They are right to be concerned. But their view is not prevailing. Democratic presidential candidates for 2020, such as Bernie Sanders and Elizabeth Warren and Kamala Harris, actually defended Omar. When asked during a CNN Town Hall at the South by Southwest conference if she believed Omar’s statements were anti-Semitic, Representative Tulsi Gabbard (another presidential aspirant) hedged: “Well, let’s look at the bigger issue here . . . as members of Congress and people in this country making sure we can have open dialogue about our foreign policy.” When pressed again about whether or not Omar’s specific statements were anti-Semitic, Gabbard doubled down: “There were people who expressed their offense at these statements. I think what Congresswoman Omar was trying to get at was a deeper issue related to our foreign policy. . . . We’ve got to be able to have that openness to be able to have that conversation.”

If this is the new standard, then every racist thing Donald Trump has ever said about immigrants is immune to criticism because he can claim he was just encouraging “openness” and “conversation.” As Dean Phillips, a fellow Democratic freshman (and moderate) from a nearby Minnesota district lamented to Politico, “suddenly an entire party is being branded by the perspectives of two of its members [Omar and Alexandria Ocasio-Cortez] who represent 1 percent of the caucus.”

That’s how narratives work.

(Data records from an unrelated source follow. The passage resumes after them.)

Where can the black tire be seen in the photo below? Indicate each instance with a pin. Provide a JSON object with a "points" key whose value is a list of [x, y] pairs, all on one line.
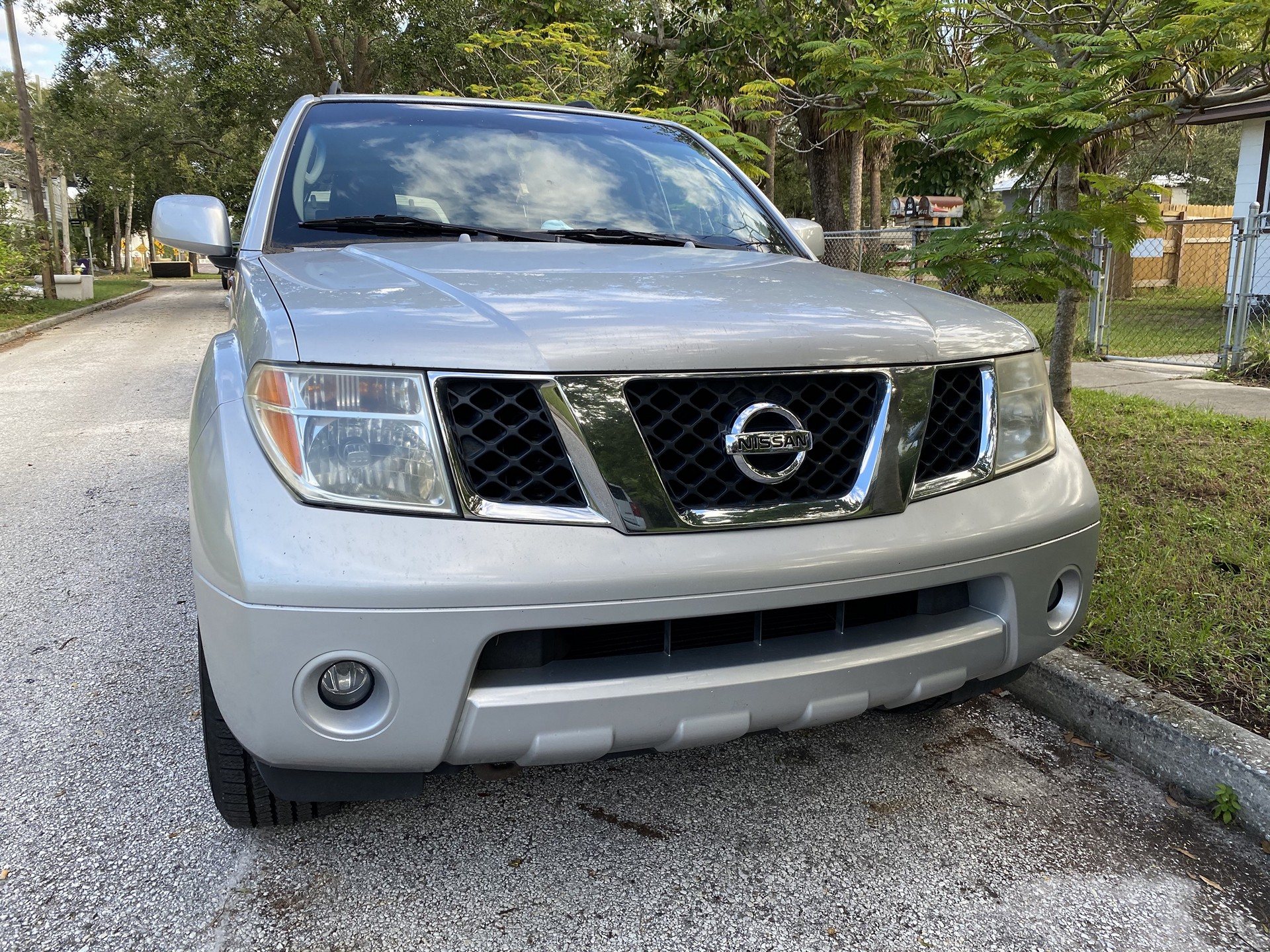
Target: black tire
{"points": [[240, 793], [967, 692]]}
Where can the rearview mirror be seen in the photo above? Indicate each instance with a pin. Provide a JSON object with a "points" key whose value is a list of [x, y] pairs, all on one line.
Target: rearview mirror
{"points": [[810, 233], [197, 223]]}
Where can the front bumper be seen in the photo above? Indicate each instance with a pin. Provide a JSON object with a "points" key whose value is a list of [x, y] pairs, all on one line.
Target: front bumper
{"points": [[282, 587]]}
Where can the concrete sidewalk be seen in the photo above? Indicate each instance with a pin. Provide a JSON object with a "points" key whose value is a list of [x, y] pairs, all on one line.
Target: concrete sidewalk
{"points": [[1173, 383]]}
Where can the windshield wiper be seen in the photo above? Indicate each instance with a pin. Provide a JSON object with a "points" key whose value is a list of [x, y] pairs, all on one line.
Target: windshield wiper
{"points": [[407, 225], [619, 237]]}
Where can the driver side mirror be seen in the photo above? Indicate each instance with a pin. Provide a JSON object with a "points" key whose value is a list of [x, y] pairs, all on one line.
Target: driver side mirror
{"points": [[197, 223], [810, 233]]}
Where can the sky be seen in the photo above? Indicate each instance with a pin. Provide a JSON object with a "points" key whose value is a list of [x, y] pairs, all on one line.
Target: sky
{"points": [[41, 48]]}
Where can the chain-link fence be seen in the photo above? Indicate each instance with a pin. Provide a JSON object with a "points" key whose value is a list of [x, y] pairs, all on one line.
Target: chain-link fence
{"points": [[1170, 298], [1189, 292]]}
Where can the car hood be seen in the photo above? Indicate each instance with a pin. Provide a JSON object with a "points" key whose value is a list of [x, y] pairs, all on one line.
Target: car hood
{"points": [[549, 307]]}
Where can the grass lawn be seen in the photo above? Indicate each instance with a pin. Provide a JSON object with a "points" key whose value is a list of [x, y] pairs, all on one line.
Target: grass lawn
{"points": [[1181, 596], [1154, 323], [16, 314]]}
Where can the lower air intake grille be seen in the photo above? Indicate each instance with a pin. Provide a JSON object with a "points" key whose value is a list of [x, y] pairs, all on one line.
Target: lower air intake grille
{"points": [[535, 649], [506, 442], [954, 428], [683, 419]]}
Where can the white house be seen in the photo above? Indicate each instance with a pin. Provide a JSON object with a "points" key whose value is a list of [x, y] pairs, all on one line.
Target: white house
{"points": [[1251, 179]]}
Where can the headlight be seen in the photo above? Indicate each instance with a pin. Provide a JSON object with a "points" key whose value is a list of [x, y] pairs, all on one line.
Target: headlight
{"points": [[1025, 413], [362, 438]]}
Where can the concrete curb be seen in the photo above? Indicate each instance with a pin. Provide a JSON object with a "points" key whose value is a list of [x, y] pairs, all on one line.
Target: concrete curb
{"points": [[1165, 736], [8, 337]]}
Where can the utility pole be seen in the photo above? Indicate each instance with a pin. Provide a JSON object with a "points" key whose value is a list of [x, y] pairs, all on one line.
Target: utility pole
{"points": [[67, 247], [34, 182]]}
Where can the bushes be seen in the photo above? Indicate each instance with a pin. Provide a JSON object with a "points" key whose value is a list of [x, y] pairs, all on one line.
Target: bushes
{"points": [[19, 253], [1256, 356]]}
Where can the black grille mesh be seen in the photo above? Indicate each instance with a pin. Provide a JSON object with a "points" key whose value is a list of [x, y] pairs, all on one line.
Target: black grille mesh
{"points": [[955, 424], [507, 444], [541, 647], [683, 419]]}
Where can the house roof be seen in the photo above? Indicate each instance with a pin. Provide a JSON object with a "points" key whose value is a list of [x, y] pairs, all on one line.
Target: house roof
{"points": [[1235, 112]]}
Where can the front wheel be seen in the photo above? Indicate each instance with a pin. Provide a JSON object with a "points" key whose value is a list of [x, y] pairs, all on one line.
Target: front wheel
{"points": [[240, 793]]}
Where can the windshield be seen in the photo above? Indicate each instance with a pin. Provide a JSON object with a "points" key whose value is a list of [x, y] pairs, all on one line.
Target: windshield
{"points": [[507, 169]]}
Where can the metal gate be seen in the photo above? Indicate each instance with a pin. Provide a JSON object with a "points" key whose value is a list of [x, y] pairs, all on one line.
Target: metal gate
{"points": [[1184, 295]]}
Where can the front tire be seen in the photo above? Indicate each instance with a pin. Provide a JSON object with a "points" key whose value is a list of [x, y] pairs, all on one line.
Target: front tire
{"points": [[240, 793]]}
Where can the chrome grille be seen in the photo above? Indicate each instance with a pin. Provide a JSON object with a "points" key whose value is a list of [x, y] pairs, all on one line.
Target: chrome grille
{"points": [[954, 428], [506, 444], [683, 422]]}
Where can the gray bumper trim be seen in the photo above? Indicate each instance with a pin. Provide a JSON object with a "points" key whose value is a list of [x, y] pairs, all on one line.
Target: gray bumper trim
{"points": [[892, 664]]}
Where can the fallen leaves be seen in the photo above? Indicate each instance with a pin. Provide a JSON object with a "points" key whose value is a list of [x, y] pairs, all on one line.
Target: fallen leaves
{"points": [[1206, 881]]}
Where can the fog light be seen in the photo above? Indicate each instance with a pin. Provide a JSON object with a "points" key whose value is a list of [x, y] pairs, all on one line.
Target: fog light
{"points": [[1064, 601], [1056, 594], [346, 684]]}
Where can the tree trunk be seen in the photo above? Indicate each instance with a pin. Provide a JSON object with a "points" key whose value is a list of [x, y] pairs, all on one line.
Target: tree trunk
{"points": [[824, 168], [28, 139], [855, 200], [116, 260], [55, 251], [875, 190], [855, 190], [770, 161], [1067, 193], [127, 233]]}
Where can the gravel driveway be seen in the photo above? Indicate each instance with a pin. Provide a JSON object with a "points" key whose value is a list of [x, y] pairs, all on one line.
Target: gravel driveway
{"points": [[969, 829]]}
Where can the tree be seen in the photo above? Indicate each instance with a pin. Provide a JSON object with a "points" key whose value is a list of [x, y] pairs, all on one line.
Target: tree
{"points": [[563, 63], [1053, 83]]}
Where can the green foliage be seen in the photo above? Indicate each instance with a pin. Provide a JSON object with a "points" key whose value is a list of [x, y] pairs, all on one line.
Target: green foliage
{"points": [[1226, 804], [562, 63], [1205, 158], [1011, 258], [1255, 362], [745, 150], [19, 252]]}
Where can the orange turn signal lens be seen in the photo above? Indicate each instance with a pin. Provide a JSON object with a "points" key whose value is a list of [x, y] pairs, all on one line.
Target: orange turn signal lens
{"points": [[271, 390]]}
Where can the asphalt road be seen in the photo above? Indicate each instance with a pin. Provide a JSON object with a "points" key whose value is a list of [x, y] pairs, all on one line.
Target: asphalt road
{"points": [[973, 829]]}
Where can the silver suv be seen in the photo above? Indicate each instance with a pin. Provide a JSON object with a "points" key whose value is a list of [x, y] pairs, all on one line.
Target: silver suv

The progressive wing of the Democratic Party—including anti-Semitic Omar and her defenders—has succeeded in reverse-mentoring their elders. And unless Nancy Pelosi regains her senses and quietly identifies and supports a primary challenger for Omar in 2020, the Democrats risk making the “different experience in the use of words” of anti-Semites like Omar a permanent stain on their party.